Następnie należał do zespołów teatrów Wybrzeże w Gdyni (1953–1955) i Ludowego w Krakowie – Nowej Hucie (1955–1956). Do Teatru Wybrzeże trafił w 1953, dołączając do sprowadzonej przez obejmującą tam kierownictwo artystyczne Lidię Zamkow grupy młodych aktorów, absolwentów krakowskiej szkoły aktorskiej, wśród których byli m.in. Kalina Jędrusik, Zbigniew Cybulski, Bogumił Kobiela i Leszek Herdegen. Zagrał główną rolę inżyniera Czerkuna w pierwszym z gdyńskich spektakli Zamkow – Barbarzyńcach Maksyma Gorkiego (16 grudnia 1953), i był jej asystentem przy realizacji Tragedii optymistycznej Wsiewołoda Wiszniewskiego (11 czerwca 1954). Na zmianę z Cybulskim grał Zbigniewa w Mazepie Juliusza Słowackiego w reż. Zdzisława Karczewskiego, któremu także asystował (1954). W Teatrze Wybrzeże zadebiutował jako reżyser polską prapremierą dramatu Bertolta Brechta Pan Puntila i jego sługa Matti (2 lutego 1955); odtąd niekiedy łączył aktorską i reżyserską aktywność zawodową, przy czym oficjalny eksternistyczny egzamin reżyserski przed Państwową Komisją Weryfikacyjno-Egzaminacyjną dla Reżyserów Dramatu zdał w 1962.

Po odejściu przed końcem sezonu z Teatru Ludowego (1 lipca 1955 – 31 marca 1956) został zatrudniony w Starym Teatrze w Krakowie (1 kwietnia 1956 – 31 grudnia 1956), następnie przeniósł się do Teatru im. Juliusza Osterwy w Lublinie (1 stycznia 1957 – 30 września 1958), gdzie zrealizował m.in. Ararat Artura Marii Swinarskiego (1956) i Dom lalki Henrika Ibsena. W latach 1958–1959 pracował w Teatrze im. J. Słowackiego w Krakowie, gdzie wyreżyserował m.in. Widok z mostu Arthura Millera (5 listopada 1959), wprowadzając tego autora na polskie sceny. W tym samym roku w Starym Teatrze wystawił rzadko granego Zawiszę Czarnego Słowackiego (1959).

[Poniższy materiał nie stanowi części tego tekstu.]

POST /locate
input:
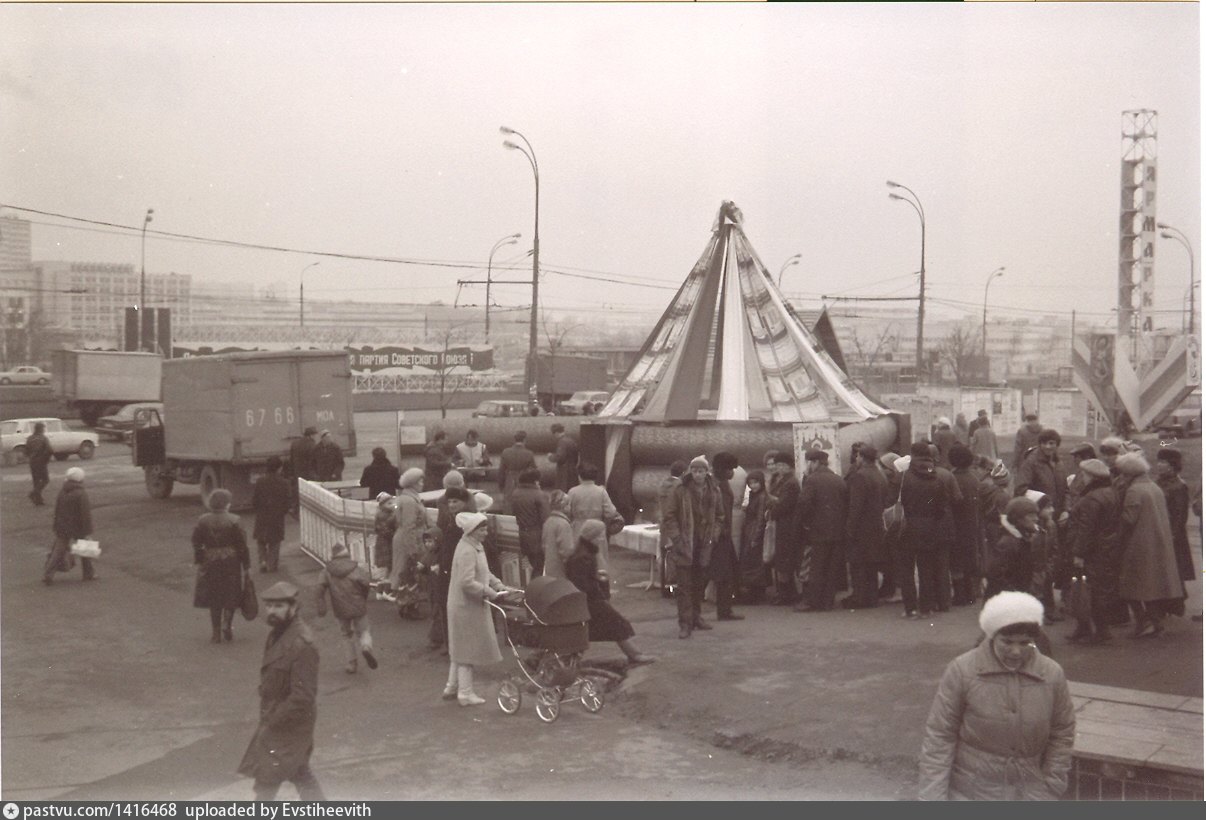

Od roku 1959 do 1967 był aktorem i reżyserem, a w latach 1960–1962 oraz 1963–1967 również kierownikiem artystycznym w Teatrze Wybrzeże. Grał m.in. Horacego w Hamlecie w reż. Andrzeja Wajdy (1960) i Piekarza w Historii o Miłosiernej, czyli Testamencie psa Arturo Suassuny w reż. Konrada Swinarskiego (1961); zrealizował tu kolejne w swojej karierze inscenizacje Brechta: Operę za trzy grosze ze Stanisławem Mikulskim w roli Mackie Majchra (1960) i Matkę Courage i jej dzieci z Bogusławą Czosnowską w roli tytułowej (1965), gdzie w zupełnie nowym ujęciu „markietanka (…) przestała być ofiarą wojny. Stała się wytworem, wyznawcą i ofiarą cywilizacji pieniądza” [Udalska 1973]. Ponadto wyreżyserował cztery inscenizacje Shakespeare’a: Życie i śmierć króla Jana (1961), Sen nocy letniej (1962), Król Henryk IV (1963), Wiele hałasu o nic (1966); ponadto Wesele Stanisława Wyspiańskiego (1960), Sen srebrny Salomei Słowackiego (1962); polskie prapremiery dramatów amerykańskich: Zabawa jak nigdy Williama Saroyana (15 maja 1960), Księżyc świeci nieszczęśliwym Eugene’a O’Neilla (29 października 1960), Kto się boi Wirginii Woolf Edwarda Albeego, w którym zagrał rolę George’a (14 lutego 1965). Wystawiał współczesne dramaty europejskie (Frank V, 1962 i Fizycy Friedricha Dürrenmatta, 1963, Namiestnik Rolfa Hochhutha, 1966) oraz polskie (m.in. Wyszedł z domu Tadeusza Różewicza, 1967, w którym zagrał rolę Henryka). Wspólnie z Różą Ostrowską zaadaptował i wyreżyserował powieść Ernesta Hemingwaya Komu bije dzwon (1964).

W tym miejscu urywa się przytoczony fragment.